- Born: January 3, 1966 (age 60)
- Education: Yale University (BA) University of Chicago (JD)
- Occupation: Business executive
- Employer: Comcast
- Title: Co-Chief Executive Officer
- Political party: Democratic Party
- Spouse: Emily A. Cavanagh
- Children: 3

= Michael J. Cavanagh =

American business executive (born 1966)

Michael J. Cavanagh (born January 3, 1966) is an American business executive and lawyer serving as co-CEO of Comcast since 2026, in which capacity he also leads NBCUniversal. Cavanagh was previously president of Comcast from 2022 to 2026.

== Early life and education ==
Cavanagh completed a B.A. in history at Yale College in 1988. He subsequently obtained a J.D. from the University of Chicago in 1993.

== Career ==
Cavanagh worked for Citigroup for seven years. From 2000 to 2004, Cavanagh worked at Bank One Corporation in several roles including head of strategy and planning and treasurer, chief administrative officer of commercial banking, and chief operating officer of middle market banking.

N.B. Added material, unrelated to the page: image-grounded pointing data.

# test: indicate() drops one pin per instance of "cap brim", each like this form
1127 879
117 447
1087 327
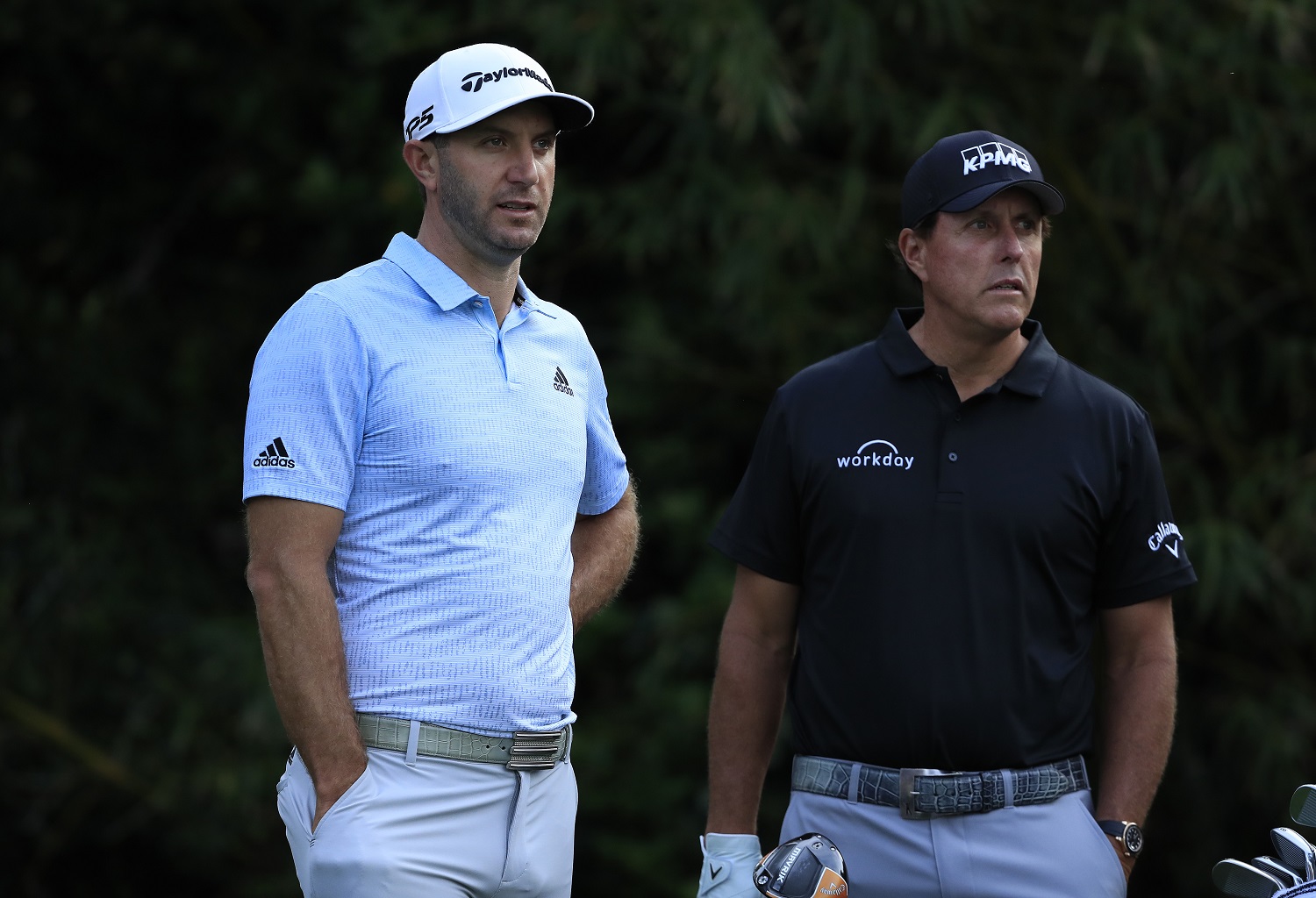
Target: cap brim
570 113
1048 196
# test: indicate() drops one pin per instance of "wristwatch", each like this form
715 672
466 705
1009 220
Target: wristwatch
1129 835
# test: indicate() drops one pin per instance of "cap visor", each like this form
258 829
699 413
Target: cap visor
1048 196
569 112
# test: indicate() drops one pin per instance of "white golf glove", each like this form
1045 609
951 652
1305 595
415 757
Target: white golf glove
728 866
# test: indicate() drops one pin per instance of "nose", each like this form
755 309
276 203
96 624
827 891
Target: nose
1012 249
524 167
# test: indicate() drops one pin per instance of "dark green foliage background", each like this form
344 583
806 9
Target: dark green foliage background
175 175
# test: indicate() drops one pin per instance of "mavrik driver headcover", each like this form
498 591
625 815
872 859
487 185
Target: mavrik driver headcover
805 866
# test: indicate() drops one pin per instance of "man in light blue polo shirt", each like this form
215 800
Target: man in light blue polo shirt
436 502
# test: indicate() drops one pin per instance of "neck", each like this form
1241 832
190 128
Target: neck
974 363
494 279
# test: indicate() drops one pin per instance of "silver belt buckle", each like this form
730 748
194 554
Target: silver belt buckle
534 751
910 795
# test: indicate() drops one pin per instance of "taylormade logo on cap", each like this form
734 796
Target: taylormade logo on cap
476 81
994 154
468 84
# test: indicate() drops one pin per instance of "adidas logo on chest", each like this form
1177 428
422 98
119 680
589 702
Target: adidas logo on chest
275 455
560 383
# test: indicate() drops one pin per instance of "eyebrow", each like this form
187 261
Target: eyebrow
489 131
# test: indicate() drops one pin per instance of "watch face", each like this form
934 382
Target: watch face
1134 837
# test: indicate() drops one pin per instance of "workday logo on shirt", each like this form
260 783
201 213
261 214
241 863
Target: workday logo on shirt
876 453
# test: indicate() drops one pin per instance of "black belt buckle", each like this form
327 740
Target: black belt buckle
910 795
534 751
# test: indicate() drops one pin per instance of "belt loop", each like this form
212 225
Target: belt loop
412 740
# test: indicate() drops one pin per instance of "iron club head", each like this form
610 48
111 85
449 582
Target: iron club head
1244 880
1278 871
1295 852
1302 808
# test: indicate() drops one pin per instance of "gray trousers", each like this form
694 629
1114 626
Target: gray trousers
434 829
1037 851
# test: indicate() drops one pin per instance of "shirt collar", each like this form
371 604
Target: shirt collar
1029 376
444 286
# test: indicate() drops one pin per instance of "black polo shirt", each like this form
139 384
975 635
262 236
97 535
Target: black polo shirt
952 556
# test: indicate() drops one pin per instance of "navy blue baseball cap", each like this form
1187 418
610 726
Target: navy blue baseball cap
963 170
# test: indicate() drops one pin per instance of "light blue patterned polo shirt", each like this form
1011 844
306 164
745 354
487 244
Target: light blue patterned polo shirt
460 453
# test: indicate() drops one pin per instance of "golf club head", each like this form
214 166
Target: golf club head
1295 852
1244 880
1278 871
1302 808
805 866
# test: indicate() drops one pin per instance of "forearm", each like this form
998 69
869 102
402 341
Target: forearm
1137 710
1139 727
603 550
744 718
304 658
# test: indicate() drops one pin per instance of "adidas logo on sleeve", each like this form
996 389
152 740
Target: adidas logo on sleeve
275 455
560 383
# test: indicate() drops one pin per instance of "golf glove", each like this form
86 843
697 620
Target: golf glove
729 866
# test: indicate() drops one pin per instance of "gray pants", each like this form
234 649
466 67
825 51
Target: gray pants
1039 851
439 829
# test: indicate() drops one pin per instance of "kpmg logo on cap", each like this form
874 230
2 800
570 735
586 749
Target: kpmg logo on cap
994 154
476 81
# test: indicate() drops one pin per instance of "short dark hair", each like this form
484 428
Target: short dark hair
923 231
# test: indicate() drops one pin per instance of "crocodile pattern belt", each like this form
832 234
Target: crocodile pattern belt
523 751
926 793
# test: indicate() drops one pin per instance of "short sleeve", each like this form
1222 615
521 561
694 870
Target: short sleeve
1142 551
307 407
605 476
761 527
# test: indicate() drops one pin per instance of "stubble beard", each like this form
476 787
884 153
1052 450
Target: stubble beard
461 207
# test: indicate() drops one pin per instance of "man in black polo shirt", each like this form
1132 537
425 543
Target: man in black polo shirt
932 530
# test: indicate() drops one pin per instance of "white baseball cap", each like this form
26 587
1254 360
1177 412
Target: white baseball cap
468 84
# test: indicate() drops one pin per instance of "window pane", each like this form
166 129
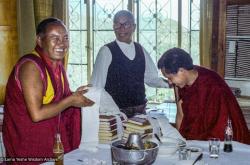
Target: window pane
77 75
77 51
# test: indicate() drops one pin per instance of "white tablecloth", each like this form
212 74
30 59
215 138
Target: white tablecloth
239 156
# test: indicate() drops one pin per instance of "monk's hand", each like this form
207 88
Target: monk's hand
79 100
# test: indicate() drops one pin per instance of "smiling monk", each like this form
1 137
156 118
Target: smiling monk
38 101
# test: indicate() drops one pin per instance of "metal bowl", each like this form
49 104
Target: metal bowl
130 156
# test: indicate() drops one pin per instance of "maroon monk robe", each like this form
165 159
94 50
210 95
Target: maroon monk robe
207 104
26 139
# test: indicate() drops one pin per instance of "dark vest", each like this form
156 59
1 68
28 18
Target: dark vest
125 78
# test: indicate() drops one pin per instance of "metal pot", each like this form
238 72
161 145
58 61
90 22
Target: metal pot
127 156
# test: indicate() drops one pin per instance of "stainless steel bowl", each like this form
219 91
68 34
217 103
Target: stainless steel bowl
129 157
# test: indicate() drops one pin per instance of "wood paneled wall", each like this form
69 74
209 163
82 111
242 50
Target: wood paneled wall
8 42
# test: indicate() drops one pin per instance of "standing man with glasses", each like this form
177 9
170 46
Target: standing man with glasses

In 2004, Cavanagh followed Jamie Dimon from Bank One Corporation to JPMorgan Chase, where he would spend a decade in increasingly senior roles. He served as CEO of the treasury and securities services division, and subsequently as the bank's chief financial officer (CFO) for six years, during which time JPMorgan navigated the 2008 financial crisis as one of the least affected major banks. From 2012 to 2014, Cavanagh served as co-CEO of the JPMorgan Corporate and Investment Bank. He was widely considered a potential successor to Dimon as CEO of JPMorgan Chase. In 2012, Cavanagh was tasked by Dimon with leading the bank's internal investigation into the London Whale derivatives trading scandal, in which JPMorgan lost over $6 billion and subsequently paid more than $20 billion in settlements.

In March 2014, Cavanagh joined The Carlyle Group as co-president and co-chief operating officer, sharing the role with Glenn Youngkin, who would later become Governor of Virginia. He also joined Carlyle's executive board. His departure from JPMorgan, described by Dimon as "a regrettable loss," surprised many on Wall Street given his standing as a leading CEO candidate at the bank. Cavanagh remained at Carlyle for approximately one year before joining Comcast in 2015.

In 2015, Cavanagh joined Comcast as its chief financial officer (CFO). In October 2022, he was promoted to president of Comcast, with oversight of Comcast Cable, NBCUniversal, and Sky. Following the resignation of NBCUniversal CEO Jeff Shell on April 23, 2023, Cavanagh assumed oversight of NBCUniversal in addition to his existing responsibilities. In September 2025, Comcast announced that Cavanagh would be elevated to co-chief executive officer alongside chairman Brian Roberts, effective January 2026, and would join Comcast's board of directors at the same time.

On June 29, 2026, Comcast announced that it would spin-off NBCUniversal and merge it with Sky to form a new publicly-traded company under the NBCUniversal name, to be owned by Comcast shareholders, with Cavanagh as CEO.

Cavanagh is a member of the Council on Foreign Relations and serves on the board of HealthVerity. At Yale, he served as a non-trustee member of the Yale Corporation Committee on Investments before being appointed its chairman, and was appointed a successor trustee of Yale University in 2020.

== Personal life ==
In 2012, Cavanagh resided in Westchester County, New York with his wife, lawyer Emily A. Cavanagh, and three children. By 2020, he was living in Philadelphia.